The village has a population of 300.

==History==
The territory became part of the emerging Polish state under its first ruler Mieszko I around 967. Following the fragmentation of Poland, it formed part of the Duchy of Pomerania (which since 1181 became part of the Holy Roman Empire). German-Danish von Guentersberg family governed Weckow since 1299 until they died out in 1763; then the von Berg family received the village. Alexandrine von Berg inherited Weckow from her father and with her marriage to Albert von Ploetz, the village was in the possession of the von Ploetz family until 1945.

Under the terms of the Potsdam Agreement, the region became again part of Poland after World War II, and Poles expelled from Soviet-occupied eastern Poland were resettled in the region.

==The Curmsun disc==
The Curmsun disc was reportedly to be part of a Viking treasure in a grave discovered in the ruins of an earlier church when the current church was being built.

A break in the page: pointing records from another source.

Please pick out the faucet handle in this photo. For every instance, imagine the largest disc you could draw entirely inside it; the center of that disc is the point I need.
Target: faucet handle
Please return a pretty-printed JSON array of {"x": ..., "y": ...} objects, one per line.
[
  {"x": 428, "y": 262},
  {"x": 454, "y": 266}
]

Along with other objects, the gold treasure was partly recovered in 1841 and the rest in 1945. It then ended up with a Polish family Sielski, but was then dispersed in the post-war period, except for a few individual objects. These, together with a number of documents related to the find that the then priest had collected, as well as documents from the Second World War and letters within the family, accompanied us when we moved to Sweden in 1988. The disc remained unknown until 2014 when eleven-year-old Maja Sielska showed it to her history teacher and it was subsequently rewritten.